I am 18 years old. Which means I am still technically a teenager. Which means statistically, I like to do hooligan things with cars. Even moreso statistically considering I am a car enthusiast.
From the late 1970s onward, Honda had been known as the motor vehicle manufacturer that made small cars with zippy enough engines that young people could have fun in. While Datsun and Toyota had the advantage of making objectively better cars, Honda had one huge advantage in the youth market.
It was cheap.
Cheap enough that most teenagers worldwide could afford something that Honda made, and that made the aftermarket scene for Honda products explode in popularity. Teenagers were purchasing cheap Hondas that could rival the performance of top of line Toyota and Nissan (Datsun) sports cars. In the United States, Honda sold most of it’s performance and youth focused cars under the Acura moniker. However, at the turn of the century, Acura began to try to go a different route. Honda wanted Acura to be respected on the same level as Lexus and Infiniti—as upper end luxury cars. Slowly but surely they moved their cars away from performance and more towards luxury.
But not before giving the fun loving engineers one last word. In 2001 Acura released the RSX as a successor to the widely popular Integra. It offered front-wheel drive, a 6 speed manual transmission, 200hp, and a double wishbone suspension. The double wishbone suspension meant the the frame was designed exactly how it sounds, like two wishbones. This meant that you could throw the car into a corner and not have to worry about it coming out the otherside alright or not.
The higher performance Type-S model used Honda’s VTEC technology that essentially acts as a pseudo turbocharger. VTEC stands for variable valve timing and lift electronic control. What that means in normal human speak is that the car would have two modes, full power and semi power. The car wouldn’t utilize full power until the engine had reached a certain RPM (revolutions per minute). Once it did, the car would utilize the entire 200hp given to it. The engineers at Honda gave it their all on this engine, as it was the last of the tunable K-series that the CEO’s of Honda let it make for these types of cars.
And therein lies the problem.
The RSX is the perfect case of an entry level sports car that works for everyone. It has 5 seats, 2 doors, and is technically a hatchback. It puts out 200hp from an I4 engine so it’s relatively fuel efficient too.

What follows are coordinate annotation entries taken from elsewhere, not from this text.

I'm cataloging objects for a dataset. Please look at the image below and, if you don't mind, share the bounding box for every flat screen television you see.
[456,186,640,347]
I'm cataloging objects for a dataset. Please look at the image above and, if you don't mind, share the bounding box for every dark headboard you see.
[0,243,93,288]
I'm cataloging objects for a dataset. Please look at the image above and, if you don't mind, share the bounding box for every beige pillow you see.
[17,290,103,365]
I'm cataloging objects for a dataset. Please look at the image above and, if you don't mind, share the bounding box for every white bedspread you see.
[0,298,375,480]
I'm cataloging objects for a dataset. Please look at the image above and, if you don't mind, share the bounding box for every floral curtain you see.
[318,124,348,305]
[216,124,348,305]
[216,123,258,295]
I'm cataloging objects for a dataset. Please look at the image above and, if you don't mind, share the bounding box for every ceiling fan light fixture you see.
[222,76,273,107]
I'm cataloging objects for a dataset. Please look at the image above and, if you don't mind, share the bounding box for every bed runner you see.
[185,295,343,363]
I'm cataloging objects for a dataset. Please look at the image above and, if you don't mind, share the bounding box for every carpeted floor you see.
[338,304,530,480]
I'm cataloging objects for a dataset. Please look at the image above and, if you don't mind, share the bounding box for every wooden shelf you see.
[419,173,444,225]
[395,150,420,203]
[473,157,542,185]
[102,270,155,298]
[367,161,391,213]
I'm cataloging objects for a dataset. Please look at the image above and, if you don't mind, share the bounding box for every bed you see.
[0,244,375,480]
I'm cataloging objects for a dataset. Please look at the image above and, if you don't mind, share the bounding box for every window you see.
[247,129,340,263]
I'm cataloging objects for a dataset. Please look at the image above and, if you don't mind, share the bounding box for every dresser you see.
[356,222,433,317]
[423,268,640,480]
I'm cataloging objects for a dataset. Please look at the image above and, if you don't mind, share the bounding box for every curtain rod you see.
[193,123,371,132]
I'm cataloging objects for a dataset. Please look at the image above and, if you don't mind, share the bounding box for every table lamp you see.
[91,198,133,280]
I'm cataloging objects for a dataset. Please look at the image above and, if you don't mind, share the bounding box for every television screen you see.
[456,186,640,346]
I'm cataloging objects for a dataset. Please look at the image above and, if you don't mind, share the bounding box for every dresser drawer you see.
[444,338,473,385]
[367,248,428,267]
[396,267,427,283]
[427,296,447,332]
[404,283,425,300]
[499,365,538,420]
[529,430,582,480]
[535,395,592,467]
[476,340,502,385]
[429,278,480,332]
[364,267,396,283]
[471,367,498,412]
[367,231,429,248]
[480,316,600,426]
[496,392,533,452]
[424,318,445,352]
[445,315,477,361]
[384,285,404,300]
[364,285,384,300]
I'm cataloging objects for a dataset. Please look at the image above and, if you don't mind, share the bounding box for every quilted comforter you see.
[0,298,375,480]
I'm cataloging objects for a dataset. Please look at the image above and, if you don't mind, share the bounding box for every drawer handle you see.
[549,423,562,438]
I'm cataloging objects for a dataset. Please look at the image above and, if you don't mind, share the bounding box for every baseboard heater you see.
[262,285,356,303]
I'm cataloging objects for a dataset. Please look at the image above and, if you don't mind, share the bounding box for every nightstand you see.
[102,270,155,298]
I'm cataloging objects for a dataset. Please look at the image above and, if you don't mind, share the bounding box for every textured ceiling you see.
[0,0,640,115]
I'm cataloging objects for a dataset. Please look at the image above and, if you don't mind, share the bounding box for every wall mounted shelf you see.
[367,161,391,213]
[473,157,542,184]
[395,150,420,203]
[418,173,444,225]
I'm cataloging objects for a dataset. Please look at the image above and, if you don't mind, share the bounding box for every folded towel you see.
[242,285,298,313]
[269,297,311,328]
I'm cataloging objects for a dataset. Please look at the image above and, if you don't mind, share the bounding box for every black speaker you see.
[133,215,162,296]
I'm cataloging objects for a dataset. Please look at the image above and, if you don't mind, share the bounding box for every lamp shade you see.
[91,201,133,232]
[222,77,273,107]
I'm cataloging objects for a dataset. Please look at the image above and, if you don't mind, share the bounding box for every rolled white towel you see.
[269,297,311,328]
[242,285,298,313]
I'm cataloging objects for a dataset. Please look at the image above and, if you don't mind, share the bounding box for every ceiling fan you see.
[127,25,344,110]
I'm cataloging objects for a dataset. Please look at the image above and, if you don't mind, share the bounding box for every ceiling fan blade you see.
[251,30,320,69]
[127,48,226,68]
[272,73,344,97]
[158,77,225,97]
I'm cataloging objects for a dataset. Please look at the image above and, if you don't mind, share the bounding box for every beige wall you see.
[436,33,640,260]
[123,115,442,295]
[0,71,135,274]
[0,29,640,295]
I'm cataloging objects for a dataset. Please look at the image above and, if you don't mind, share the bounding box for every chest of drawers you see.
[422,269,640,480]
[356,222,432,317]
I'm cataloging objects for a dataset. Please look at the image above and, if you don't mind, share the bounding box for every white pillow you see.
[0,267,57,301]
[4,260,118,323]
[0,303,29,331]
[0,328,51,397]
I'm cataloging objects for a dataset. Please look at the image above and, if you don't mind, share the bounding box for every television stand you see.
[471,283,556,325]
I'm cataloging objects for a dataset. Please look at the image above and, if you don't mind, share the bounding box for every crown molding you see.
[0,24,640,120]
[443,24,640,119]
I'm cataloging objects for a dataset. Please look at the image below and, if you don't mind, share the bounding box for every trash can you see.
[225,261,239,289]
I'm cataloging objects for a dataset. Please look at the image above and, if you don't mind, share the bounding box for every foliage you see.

But Honda was so focused on attracting a new audience in order to charge them more money for what is essentially a fancy Honda Accord. To put it this way, a mid to upper range Acura isn’t marketed to the people who can actually afford it. The most expensive Acura sedan costs $55,000. Someone who can afford to spend $55,000 isn’t spending it on an Acura sedan that is front wheel drive and puts out similar horsepower to a $16,000 Honda Civic. Comparatively in Japan, Lexus makes the GS350, which costs a similar amount, but is rear-wheel drive and has far more power. Acura’s sales have been dropping alarmingly and I honestly think it’s because Acura is marketing towards the wrong people. They forget who the people were that made them Acura.
Slapping a bunch of leather on an Accord doesn’t make it a luxury car.
I loved the RSX because it was everything I love in a sports car—small, zippy, nimble, fun. I am extremely biased towards it because when I was I child I still remember my Uncle pulling into my driveway with a brand new 2004 RSX Type-S in Jet black. It was the first sports car I had any experience with at all, and I was only 6 years old at the time. Honda discontinued the RSX in 2006 and they have been disappearing rapidly.
I personally would liked to have purchased one, but all the ones I have found so far have extremely high miles and have already been modded to hell. Don’t get me wrong, I’d love to mod an RSX to hell and back, but I want to do it, not buy it off someone else. The RSX’s left on the market are TOO cheap. Most are selling for around $3k, and call me insane but I would love to pay close to $10-$12k for a late model Type-S RSX with low miles. The fact that Acura stopped making these meant that either the cars left on sale have damn near 250,000 miles on them or have been scrapped.
I fear that the next generation of car enthusiast will not be able to say that they did hooligan things with the cars they bought and modified. A big tenet to being an enthusiast is understanding that anyone can buy the same car, but only you can change your car to be the exact car you want it to be. It helps form a bond between you and the car. And while yes, some of those modifications may or may not be illegal/help you do illegal things, that’s half the thrill.
Modern cheap cars have next to no soul, and while there has been somewhat of a resurgence in cheap sports car, I think it’s important to look back at what we once could do. Lest we not doom ourselves to the days of the Prius.